Trading Strategy: Selling Rallies

This strategy is the opposite of buying dips, and applies in a bear market. It involves taking a short position, selling on temporary strength, an upward retracement or consolidation, in an otherwise downtrending market. Here are the steps involved —

  • establish that the market is going down
  • check that the sector is going down
  • make sure that the particular financial security is going down

As with the strategy for buying dips, at this stage you would put the security on a watchlist, following its path downwards. If it was trending strongly downwards, you might consider using the next strategy, selling relative weakness, instead. Otherwise you wait for the downtrend to falter, and to become a minor rally, as follows –

  • wait for a short-term rally in price
  • wait for the short-term rally to end
  • calculate trade size and stoploss
  • enter trade short
  • exit trade if failed or on profit

We would again look at the moving averages or by inspection determine that there was an established downtrend, both in the market as a whole, in the sector, and in the security. The signal that there is a short-term rally would be that the price was higher than previous few sessions, or that the RSI has been overbought for three sessions.
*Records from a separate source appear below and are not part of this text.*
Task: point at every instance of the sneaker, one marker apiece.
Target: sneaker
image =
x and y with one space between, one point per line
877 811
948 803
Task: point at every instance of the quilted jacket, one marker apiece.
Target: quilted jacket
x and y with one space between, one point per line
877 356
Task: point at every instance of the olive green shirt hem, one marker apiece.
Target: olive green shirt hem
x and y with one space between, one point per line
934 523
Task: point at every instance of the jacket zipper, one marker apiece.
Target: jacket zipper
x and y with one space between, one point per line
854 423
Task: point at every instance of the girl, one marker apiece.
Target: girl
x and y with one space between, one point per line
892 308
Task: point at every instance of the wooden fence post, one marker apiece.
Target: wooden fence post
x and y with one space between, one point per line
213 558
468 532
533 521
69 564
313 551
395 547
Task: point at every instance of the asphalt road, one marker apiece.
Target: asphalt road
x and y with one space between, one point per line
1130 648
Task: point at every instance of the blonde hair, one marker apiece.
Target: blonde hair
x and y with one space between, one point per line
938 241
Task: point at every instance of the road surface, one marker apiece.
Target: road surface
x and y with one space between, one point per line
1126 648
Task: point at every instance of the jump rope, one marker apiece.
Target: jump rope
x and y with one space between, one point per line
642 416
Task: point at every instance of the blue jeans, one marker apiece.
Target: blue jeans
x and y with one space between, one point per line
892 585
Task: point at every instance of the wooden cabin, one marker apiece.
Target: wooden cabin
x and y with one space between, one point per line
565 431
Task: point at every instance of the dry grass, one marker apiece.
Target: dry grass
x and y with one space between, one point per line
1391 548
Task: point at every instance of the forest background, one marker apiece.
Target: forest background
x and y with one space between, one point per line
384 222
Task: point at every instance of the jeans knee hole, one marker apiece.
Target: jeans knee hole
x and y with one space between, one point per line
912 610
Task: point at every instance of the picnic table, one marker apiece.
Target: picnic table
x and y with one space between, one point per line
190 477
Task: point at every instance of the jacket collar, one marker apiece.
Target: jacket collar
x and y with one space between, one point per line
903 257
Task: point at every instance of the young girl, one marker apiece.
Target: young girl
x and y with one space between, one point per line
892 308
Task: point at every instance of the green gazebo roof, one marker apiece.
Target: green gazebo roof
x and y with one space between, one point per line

httpv://www.youtube.com/watch?v=OCnsyicBsVQ

Capital Spreads: Clients Selling Into Strength

As previously, you should make sure that this trade has a favourable risk/reward ratio. Your risk is established from the stoploss position which you have already calculated, and the rewards depends on your view of where the price may go in the short term – either to a previous support level, or to fall by a certain amount, or to a channel line, or to a Bollinger Band. There are many different ways that have been detailed previously in the technical analysis section, and you should try different ones and see which works best with the financial security you’re trading.

The rally can be considered finished when the price falls below the previous lows. The protective stop would be above the previous highs, and the exit would be on a trailing stop or if a moving average turns up, signaling the end of the downtrend.